Privacy Preserved Federated Learning with Attention-Based Aggregation for Biometric Recognition
Kassahun Azezew, Minyechil Alehegn, Tsega Asresa, Bitew Mekuria, Tizazu Bayh, Ayenew Kassie, Amsalu Tesema, Animut Embiyale
TL;DR
The paper tackles privacy-preserving biometric recognition under non-IID data by proposing A3-FL, a federated learning framework that employs server-side attention to adaptively weight client updates. Each client trains a Siamese-CNN to generate embeddings, while the central server computes attention scores based on update relevance, producing a global model via $W_{t+1} = \sum_i \alpha_i W_t^i$ with $\alpha_i$ derived from $e_i$. Differential privacy and secure update protocols are incorporated to maintain data confidentiality without sacrificing accuracy, yielding a peak verification accuracy of $0.8413$ on the FVC2004 fingerprint dataset, and $0.8330$ under DP. The work demonstrates improved convergence, robustness to data heterogeneity, and practical scalability for privacy-sensitive biometric recognition in distributed settings.
Abstract
Because biometric data is sensitive, centralized training poses a privacy risk, even though biometric recognition is essential for contemporary applications.
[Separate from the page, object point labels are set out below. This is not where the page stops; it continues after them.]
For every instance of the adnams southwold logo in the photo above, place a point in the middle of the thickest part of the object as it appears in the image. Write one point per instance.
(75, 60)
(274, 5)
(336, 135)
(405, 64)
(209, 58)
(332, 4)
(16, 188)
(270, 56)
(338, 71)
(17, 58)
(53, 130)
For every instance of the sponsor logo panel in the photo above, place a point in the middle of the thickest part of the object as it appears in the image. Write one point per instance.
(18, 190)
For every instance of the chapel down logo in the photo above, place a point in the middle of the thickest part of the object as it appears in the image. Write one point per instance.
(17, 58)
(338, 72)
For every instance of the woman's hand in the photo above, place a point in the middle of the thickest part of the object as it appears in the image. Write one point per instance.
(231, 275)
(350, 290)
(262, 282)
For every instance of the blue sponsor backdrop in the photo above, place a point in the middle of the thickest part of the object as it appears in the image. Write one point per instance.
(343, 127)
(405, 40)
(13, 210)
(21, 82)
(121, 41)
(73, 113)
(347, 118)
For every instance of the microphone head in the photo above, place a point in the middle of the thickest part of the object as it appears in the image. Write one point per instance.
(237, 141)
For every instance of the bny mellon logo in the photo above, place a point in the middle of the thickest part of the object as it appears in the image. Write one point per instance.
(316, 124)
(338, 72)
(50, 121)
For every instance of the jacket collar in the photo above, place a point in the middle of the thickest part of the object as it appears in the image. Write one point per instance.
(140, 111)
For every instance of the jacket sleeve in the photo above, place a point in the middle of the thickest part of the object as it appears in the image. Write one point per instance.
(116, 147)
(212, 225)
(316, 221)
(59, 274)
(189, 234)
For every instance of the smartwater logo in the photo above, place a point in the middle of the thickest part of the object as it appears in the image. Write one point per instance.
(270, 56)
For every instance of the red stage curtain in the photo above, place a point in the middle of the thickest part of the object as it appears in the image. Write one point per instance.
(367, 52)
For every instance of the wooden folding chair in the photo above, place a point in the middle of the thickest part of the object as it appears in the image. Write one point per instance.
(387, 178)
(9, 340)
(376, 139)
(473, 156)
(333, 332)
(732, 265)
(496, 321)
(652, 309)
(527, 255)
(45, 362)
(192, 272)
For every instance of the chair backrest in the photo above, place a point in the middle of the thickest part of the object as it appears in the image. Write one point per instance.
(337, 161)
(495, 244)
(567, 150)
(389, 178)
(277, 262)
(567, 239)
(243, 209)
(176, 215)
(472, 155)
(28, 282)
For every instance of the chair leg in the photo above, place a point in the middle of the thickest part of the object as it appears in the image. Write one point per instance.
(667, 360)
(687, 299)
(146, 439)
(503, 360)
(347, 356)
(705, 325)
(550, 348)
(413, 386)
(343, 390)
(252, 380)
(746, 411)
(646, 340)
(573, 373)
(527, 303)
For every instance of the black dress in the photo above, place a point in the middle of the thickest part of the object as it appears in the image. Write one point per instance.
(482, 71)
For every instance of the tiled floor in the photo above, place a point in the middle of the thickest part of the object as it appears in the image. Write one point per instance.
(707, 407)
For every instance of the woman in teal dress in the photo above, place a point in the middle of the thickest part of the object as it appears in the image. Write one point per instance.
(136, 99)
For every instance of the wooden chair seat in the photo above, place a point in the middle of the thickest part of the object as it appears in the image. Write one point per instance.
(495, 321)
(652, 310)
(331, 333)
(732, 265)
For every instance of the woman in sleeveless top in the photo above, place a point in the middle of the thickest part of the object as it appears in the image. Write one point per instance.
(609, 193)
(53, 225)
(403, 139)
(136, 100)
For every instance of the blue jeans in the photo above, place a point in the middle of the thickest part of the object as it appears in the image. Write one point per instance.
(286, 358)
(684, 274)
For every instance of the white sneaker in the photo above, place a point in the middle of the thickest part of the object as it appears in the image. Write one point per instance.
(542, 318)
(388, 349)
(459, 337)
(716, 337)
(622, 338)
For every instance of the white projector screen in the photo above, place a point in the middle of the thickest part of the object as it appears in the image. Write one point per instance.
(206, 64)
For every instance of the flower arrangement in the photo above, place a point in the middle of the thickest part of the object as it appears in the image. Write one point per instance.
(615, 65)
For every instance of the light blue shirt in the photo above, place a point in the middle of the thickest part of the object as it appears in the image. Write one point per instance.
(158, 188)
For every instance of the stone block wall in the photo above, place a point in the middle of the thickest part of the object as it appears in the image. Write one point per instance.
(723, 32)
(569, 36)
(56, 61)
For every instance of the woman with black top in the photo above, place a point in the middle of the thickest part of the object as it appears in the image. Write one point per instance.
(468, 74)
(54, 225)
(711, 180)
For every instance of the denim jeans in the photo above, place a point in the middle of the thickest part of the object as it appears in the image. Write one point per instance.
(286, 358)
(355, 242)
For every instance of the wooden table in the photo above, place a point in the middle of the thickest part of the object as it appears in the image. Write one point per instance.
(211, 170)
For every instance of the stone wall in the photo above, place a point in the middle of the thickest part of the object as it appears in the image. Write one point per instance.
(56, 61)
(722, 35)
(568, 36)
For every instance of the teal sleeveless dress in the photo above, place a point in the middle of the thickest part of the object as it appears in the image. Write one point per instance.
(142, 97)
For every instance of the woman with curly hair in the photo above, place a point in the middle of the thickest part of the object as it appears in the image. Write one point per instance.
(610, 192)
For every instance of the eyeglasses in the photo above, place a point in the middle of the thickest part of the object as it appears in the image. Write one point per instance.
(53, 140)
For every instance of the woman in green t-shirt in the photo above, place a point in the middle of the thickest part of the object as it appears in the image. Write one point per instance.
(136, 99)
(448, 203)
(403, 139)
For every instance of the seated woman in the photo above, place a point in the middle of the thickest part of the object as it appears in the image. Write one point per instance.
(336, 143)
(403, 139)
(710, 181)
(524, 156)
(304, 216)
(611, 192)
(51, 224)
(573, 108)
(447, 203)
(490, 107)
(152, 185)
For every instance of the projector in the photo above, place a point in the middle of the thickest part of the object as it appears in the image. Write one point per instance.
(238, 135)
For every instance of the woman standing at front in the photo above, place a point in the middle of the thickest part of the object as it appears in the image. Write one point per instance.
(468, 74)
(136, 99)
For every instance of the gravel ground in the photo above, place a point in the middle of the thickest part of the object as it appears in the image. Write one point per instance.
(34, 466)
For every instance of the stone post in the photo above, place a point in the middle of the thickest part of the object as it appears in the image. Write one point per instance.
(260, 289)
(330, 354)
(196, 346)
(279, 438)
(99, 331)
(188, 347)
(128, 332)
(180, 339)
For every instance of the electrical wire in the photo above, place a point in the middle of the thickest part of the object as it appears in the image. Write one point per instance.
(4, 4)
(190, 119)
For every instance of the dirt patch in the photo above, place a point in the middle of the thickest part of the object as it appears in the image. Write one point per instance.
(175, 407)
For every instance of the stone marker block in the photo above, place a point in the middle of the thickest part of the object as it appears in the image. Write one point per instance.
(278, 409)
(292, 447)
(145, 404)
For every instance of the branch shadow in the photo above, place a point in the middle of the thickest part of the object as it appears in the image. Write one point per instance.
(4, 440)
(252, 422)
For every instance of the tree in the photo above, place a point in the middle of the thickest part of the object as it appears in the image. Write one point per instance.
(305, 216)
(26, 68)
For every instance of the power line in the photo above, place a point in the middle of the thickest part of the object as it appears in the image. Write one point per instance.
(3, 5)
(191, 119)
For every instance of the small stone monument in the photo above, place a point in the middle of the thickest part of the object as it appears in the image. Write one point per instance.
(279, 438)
Federated learning (FL), which permits decentralized training, provides a privacy-preserving substitute. Conventional FL, however, has trouble with interpretability and heterogeneous data (non-IID). In order to handle non-IID biometric data, this framework adds an attention mechanism at the central server that weights local model updates according to their significance. Differential privacy and secure update protocols safeguard data while preserving accuracy. The A3-FL framework is evaluated in this study using FVC2004 fingerprint data, with each client's features extracted using a Siamese Convolutional Neural Network (Siamese-CNN). By dynamically modifying client contributions, the attention mechanism increases the accuracy of the global model.The accuracy, convergence speed, and robustness of the A3-FL framework are superior to those of standard FL (FedAvg) and static baselines, according to experimental evaluations using fingerprint data (FVC2004). The accuracy of the attention-based approach was 0.8413, while FedAvg, Local-only, and Centralized approaches were 0.8164, 0.7664, and 0.7997, respectively. Accuracy stayed high at 0.8330 even with differential privacy. A scalable and privacy-sensitive biometric system for secure and effective recognition in dispersed environments is presented in this work.